Business process reengineering with AI
Business Process Reengineering is an approach aiming at improving a business process through elevating efficiency and modifying or eliminating non-value adding activities. It involves the gathering of information to determine how well a process currently runs and what needs to change. Traditional BPR activities provide informal frameworks which are not sufficient to drive process-driven changes.
AI has the potential to significantly impact BPR by identifying patterns as well as significant signals in a process and by helping in the development of optimal workflows, finding hidden inefficiencies and solving complex problems. Let’s examine how this works.
AI in BPR - Machine Reengineering
For the longest time, data-based re-engineering decisions have been made by organization leaders, and the practice typically requires a person interpreting data and manually adjusting related processes. This would normally take a lot of time and effort but with AI, this changes. Imagine if your business processes could learn to regulate themselves for enhanced performance & results automatically. That’s precisely the role of AI in BPR; Machine-learning techniques can be applied to processes and workflows which will learn to adjust automatically.
Most businesses today aren’t ready for a full portfolio of cognitive applications; so you may want to start with implementing just one or two.
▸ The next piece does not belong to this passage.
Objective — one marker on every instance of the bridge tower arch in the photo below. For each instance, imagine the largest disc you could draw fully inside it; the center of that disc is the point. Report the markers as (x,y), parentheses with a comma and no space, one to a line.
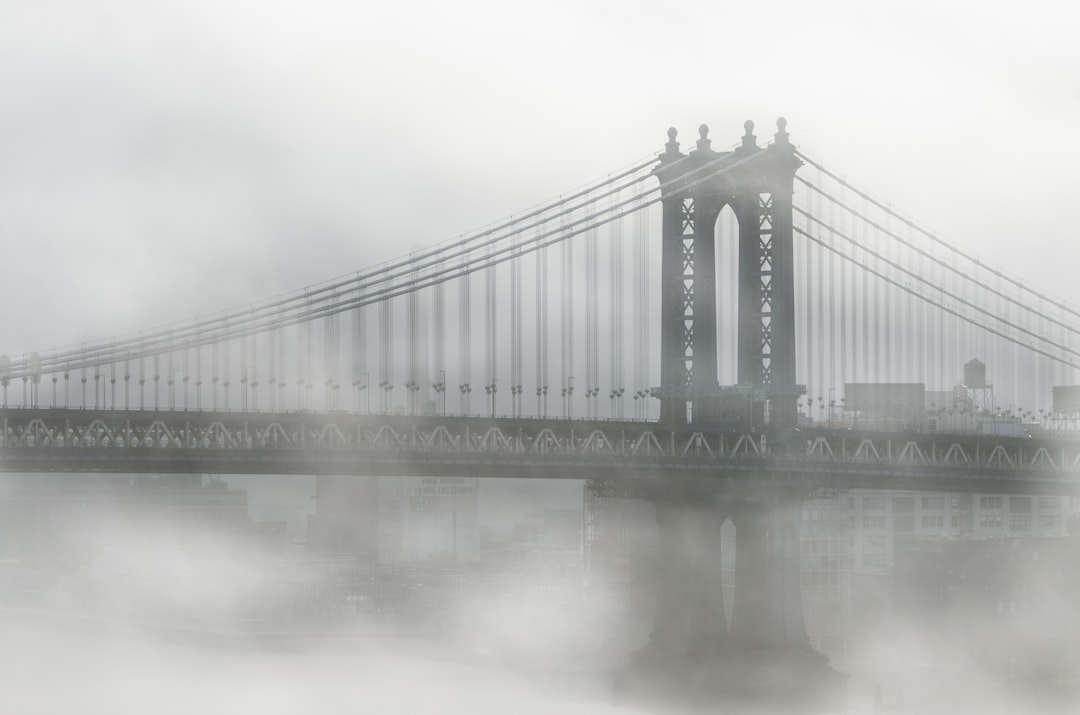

Therefore, as a first step, it’s imperative to identify the processes which are suitable for intelligent reengineering. Most-definitely they will be the knowledge-intensive processes which constitute a greater amount of data such as sales, procurement or logistics, product development, marketing, service delivery, as well as information and risk management.
Two-thirds of the businesses that have adopted smart BPR are speeding up or improving at least one process by more than 500 percent.
Nearly half of early implementers reported improvements in top-line performance. Over one-third of these early adopters also saw gains in bottom-line performance using machine-reengineering to cut 15% to 70% of costs from particular processes. Likewise, some saw a tenfold improvement in workforce effectiveness or value creation.
AI-enabled Business Process Reengineering is already making business processes far more agile, efficient and productive. These early adopter's statistics are just an indication that AI and Machine Learning are the future of BPR.